For women in the workplace, the years between 40 and 60 are a minefield: RUTH SUNDERLAND


Midlife is the time when many people hit their stride in their career… if by people we mean men. 

For women in the workplace, the years between 40 and 60 are a minefield. 

While men are clambering up the ladders, their female colleagues are caught up in the serpentine twists of balancing career and family. 

This is not new, but women’s progress at work has fallen for the first time in a decade, in a worrying development highlighted by The Economist. 

The reversal, the magazine says, is at every level, from part-time work to women’s share of senior executive positions. 

The gender pay gap is expanding across the developed world and, in the UK, it has widened for women in their 40s. 

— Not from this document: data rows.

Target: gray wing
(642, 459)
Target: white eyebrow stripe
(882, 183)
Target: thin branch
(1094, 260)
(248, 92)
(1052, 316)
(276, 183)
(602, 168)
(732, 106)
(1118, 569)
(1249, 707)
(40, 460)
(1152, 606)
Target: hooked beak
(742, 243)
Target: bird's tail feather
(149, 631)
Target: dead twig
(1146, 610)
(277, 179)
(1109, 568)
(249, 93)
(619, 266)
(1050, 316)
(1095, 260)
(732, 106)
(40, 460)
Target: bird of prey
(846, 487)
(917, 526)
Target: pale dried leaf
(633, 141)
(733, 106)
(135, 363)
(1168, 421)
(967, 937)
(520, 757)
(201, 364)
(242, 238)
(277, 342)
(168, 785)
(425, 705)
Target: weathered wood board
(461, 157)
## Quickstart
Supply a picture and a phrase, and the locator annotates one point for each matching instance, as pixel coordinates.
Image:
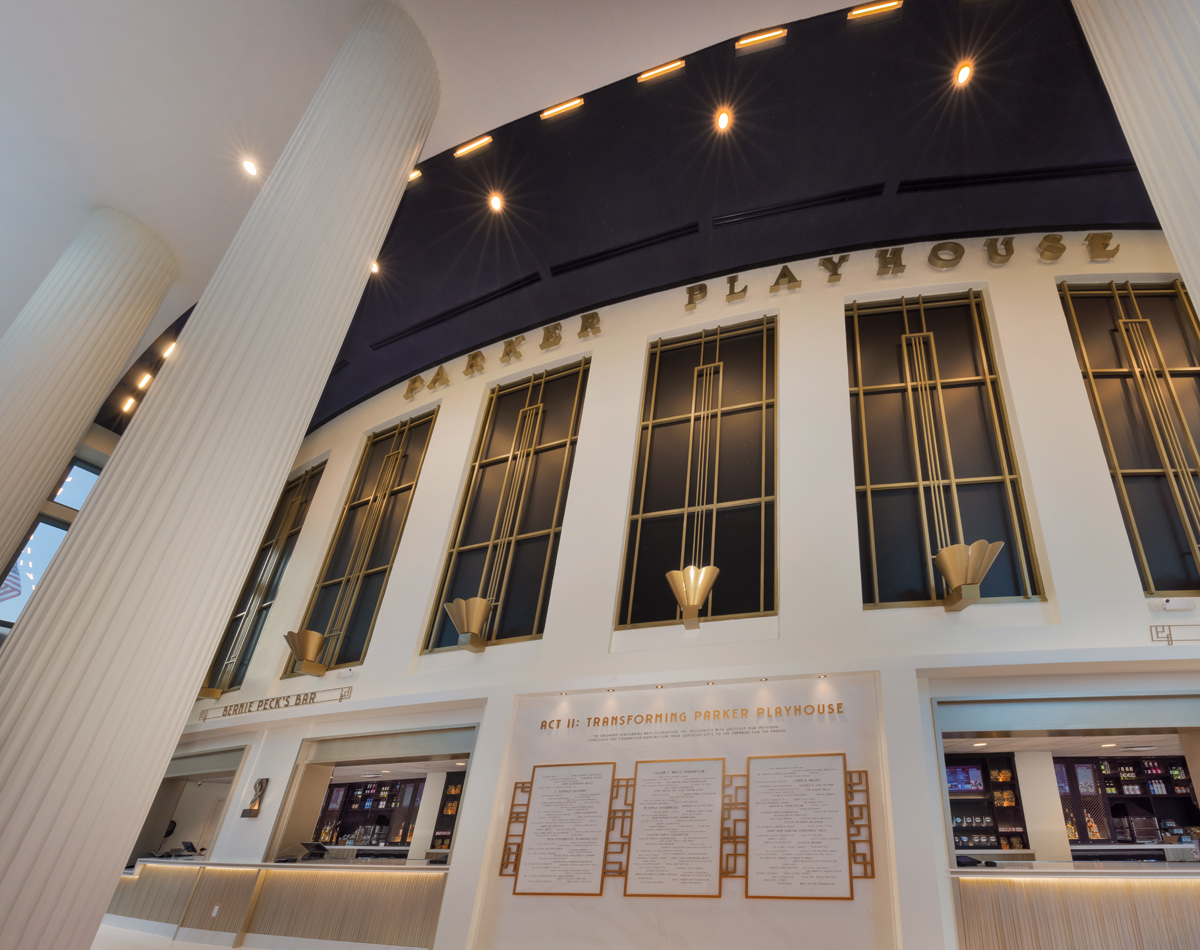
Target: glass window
(1139, 352)
(507, 537)
(76, 485)
(934, 463)
(345, 603)
(258, 593)
(705, 483)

Gap: The gender pay gap is expanding across the developed world

Gap: The gender pay gap is expanding across the developed world

This is blamed on the ‘motherhood penalty’, which is certainly a major part of it.

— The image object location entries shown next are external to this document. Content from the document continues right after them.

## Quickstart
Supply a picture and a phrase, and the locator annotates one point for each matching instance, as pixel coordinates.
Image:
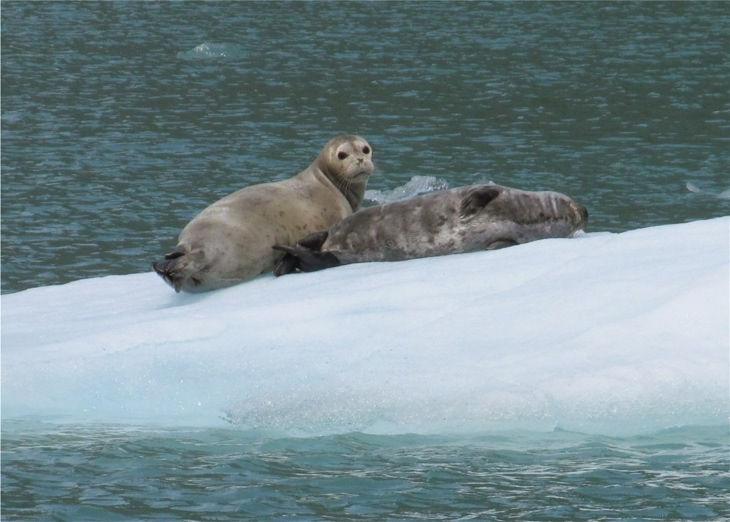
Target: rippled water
(121, 120)
(95, 473)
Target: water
(112, 472)
(122, 120)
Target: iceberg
(603, 333)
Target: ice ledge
(608, 333)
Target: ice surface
(604, 333)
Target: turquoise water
(121, 120)
(123, 472)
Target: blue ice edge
(612, 334)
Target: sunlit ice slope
(603, 333)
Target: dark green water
(121, 120)
(115, 131)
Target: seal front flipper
(291, 262)
(306, 260)
(477, 199)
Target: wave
(209, 50)
(415, 186)
(725, 194)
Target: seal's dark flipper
(175, 254)
(314, 241)
(166, 270)
(286, 265)
(501, 243)
(308, 260)
(477, 199)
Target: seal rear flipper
(477, 199)
(306, 260)
(286, 265)
(501, 243)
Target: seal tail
(175, 269)
(302, 259)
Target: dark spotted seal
(231, 241)
(465, 219)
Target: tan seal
(231, 241)
(465, 219)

However, there are pernicious, long-standing prejudices against midlife women at work that are not connected to child-bearing status. 

Culturally, women are seen as less authoritative, are given less respect and are deemed to have low status even when this is not the case. 

Frequently, these prejudices are unconscious: a man last week lectured me on gender bias in the media, while making assumptions about women’s professional status and authority that were themselves unthinkingly sexist. 

Even relatively minor behaviour can have a cumulative effect. A study published recently in the Harvard Business Review into interruptions found that women are more likely to be cut off before being given a chance to express an idea. 

If they are allowed to finish, their contribution is more likely to be claimed by, or attributed to, someone else. 

It may appear a trivial irritation, but it sends a signal that women are less worth hearing, and a message to women to keep quiet. 

At the top, highly qualified women are, to paraphrase former Meta chief Sheryl Sandberg, ‘leaning out’. 

Sandberg’s Lean In organisation has been tracking female ambition for more than a decade with consultants McKinsey. 

Their latest findings show that for the first time, women’s ambitions are shrinking, perhaps because of sheer discouragement as companies’ commitment to gender equality is fading. 

The study is based on corporate America, where President Donald Trump has made known his distaste for diversity and equality programmes, and businesses have acted accordingly, but what happens in the US tends to spread to UK plc. 

As if the midlife woman at work did not have enough to vex her, along comes AI, with a whole new cluster of perils. 

Female-dominated jobs, including admin and business support, are more likely to be disrupted by the technology – 29 per cent are heavily exposed to automation compared with 16 per cent of ‘male’ roles, according to the International Labour Organisation. 

Large language models are trained on historical data, which reproduces stereotypical gender roles. 

When I asked AI to give me examples of ‘older’ male and female leaders, the men it suggested were in their 70s and up, while the women were in their 50s. 

Kate Alessi, the boss of Google UK – herself a rare woman at the top of tech – points out that older women are also likely to be left behind for pay rises and promotions by AI ‘super-users’, who are predominantly young, urban and male. 

Only 4 per cent of women over 55 are advanced users while nearly a quarter say they wouldn’t know where to begin. 

This is due to a lack of confidence, not a lack of ability. If we are not careful, the old glass ceiling for women at work will be replaced by a new silicon one.